Tuesday, March 16, 2010

Haiti Launches Ambitious Reconstruction Plan


PORT-AU-PRINCE: Haiti unveiled the first draft Tuesday of a grand reconstruction plan, saying US$11.5 billion would be needed to help the country rebuild after January's devastating earthquake.

Prepared by the government with the help of the international community, the Preliminary Damage and Needs Assessment (PDNA) will be the framework for discussions at a major donors conference in New York on March 31.

"This is a process. This is not a final document. This represents a vision which is going to be constantly developed to arrive at a final version," Tourism Minister Patrick Delatour told AFP.

The plan, published on a government website, goes far beyond simple post-quake reconstruction and calls for a complete overhaul of some institutions and the building of others from scratch.

It comes more than two months after the January 12 quake, which flattened large parts of Port-au-Prince and surrounding towns and villages, claiming more than 220,000 lives from more than two dozen nations.

"The earthquake has created an unprecedented situation, amplified by the fact that it struck the country's most populous region and its economic and administrative center," the assessment said.

Put together with the help of 250 Haitian and international experts, the study put the total damage from the 7.0-magnitude quake at US$7.9 billion, more than 120 per cent of Haiti's GDP.

"In fact, in 35 years of applying this method of damage and loss estimation, this is the first time that the cost of a disaster has been so high relative to the country's economic size," the PDNA said.

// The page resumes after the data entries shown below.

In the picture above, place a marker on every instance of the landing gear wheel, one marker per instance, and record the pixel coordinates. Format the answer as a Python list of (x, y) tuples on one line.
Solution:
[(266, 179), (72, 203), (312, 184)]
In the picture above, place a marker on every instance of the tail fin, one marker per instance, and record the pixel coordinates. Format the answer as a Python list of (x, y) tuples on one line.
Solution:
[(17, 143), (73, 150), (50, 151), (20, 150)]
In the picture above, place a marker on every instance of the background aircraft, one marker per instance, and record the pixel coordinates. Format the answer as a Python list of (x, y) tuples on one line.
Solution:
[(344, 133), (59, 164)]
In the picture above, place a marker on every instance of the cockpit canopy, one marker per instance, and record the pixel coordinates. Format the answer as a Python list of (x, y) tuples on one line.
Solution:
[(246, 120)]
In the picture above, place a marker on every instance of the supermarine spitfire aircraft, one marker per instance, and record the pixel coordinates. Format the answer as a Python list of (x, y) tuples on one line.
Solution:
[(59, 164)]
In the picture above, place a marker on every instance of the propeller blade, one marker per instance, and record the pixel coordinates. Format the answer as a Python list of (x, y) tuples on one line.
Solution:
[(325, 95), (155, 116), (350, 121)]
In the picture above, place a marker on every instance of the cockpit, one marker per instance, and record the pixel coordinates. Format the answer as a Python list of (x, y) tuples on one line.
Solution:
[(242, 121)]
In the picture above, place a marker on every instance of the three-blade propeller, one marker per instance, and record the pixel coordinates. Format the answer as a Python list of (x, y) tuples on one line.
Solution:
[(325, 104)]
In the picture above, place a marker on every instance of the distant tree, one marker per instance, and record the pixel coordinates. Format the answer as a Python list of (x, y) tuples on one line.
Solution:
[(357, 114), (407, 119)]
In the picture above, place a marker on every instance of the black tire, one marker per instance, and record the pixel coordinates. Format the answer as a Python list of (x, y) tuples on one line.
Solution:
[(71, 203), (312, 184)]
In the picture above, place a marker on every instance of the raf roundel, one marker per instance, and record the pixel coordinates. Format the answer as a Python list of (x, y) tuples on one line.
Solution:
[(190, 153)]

More than 70 per cent of losses were sustained by the private sector and US$4.4 billion worth of damage was to schools, hospitals, roads, bridges, buildings, ports and airports.

"The total amount of money needed stands at US$11.5 billion and breaks down like this: 50 per cent for the social sector, 17 per cent for infrastructure including housing, and 15 per cent for the environment and disaster risk management," the document said.

Delatour stressed that US$11.5 billion - a sum reached by World Bank and UN experts - was only a ball-park figure and that estimates for the total reconstruction cost ranged anywhere between US$8 billion and US$14 billion.

The government plan also listed a stream of ambitious and rather unlikely goals such as "reconstructing the state and the economy in the service of all Haitians," and reforming the judiciary.

One focus, already mentioned by President Rene Preval and heavily promoted in the draft, is regenerating the rest of Haiti outside Port-au-Prince to end years of congestion and abject poverty in the capital.

"Following the quake, more than 500,000 people were displaced to secondary towns. This new distribution of the population is an opportunity to develop other poles of growth," the reconstruction plan said.

The government vowed in the draft to develop infrastructure and drive new economic opportunities outside the capital while accelerating the process of decentralization.

The plan also laid out the main priorities for the short term such as preparing for the upcoming rainy season, which begins in earnest next month, as well as the hurricane season beginning June 1.

Some 1.3 million Haitians were left homeless by the quake and 218,000 survivors are living in makeshift camps in Port-au-Prince at grave risk from flooding and landslides, according to the latest UN figures.

The draft reconstruction plan also stressed the need to enforce stricter building codes - poor housing is thought to have been the biggest factor in the staggering death toll from the Haiti quake.

Other priorities were reinforcing the alert and evacuation system and improving Haiti's appalling environmental record which has seen the island lose more than 98 per cent of its woodland.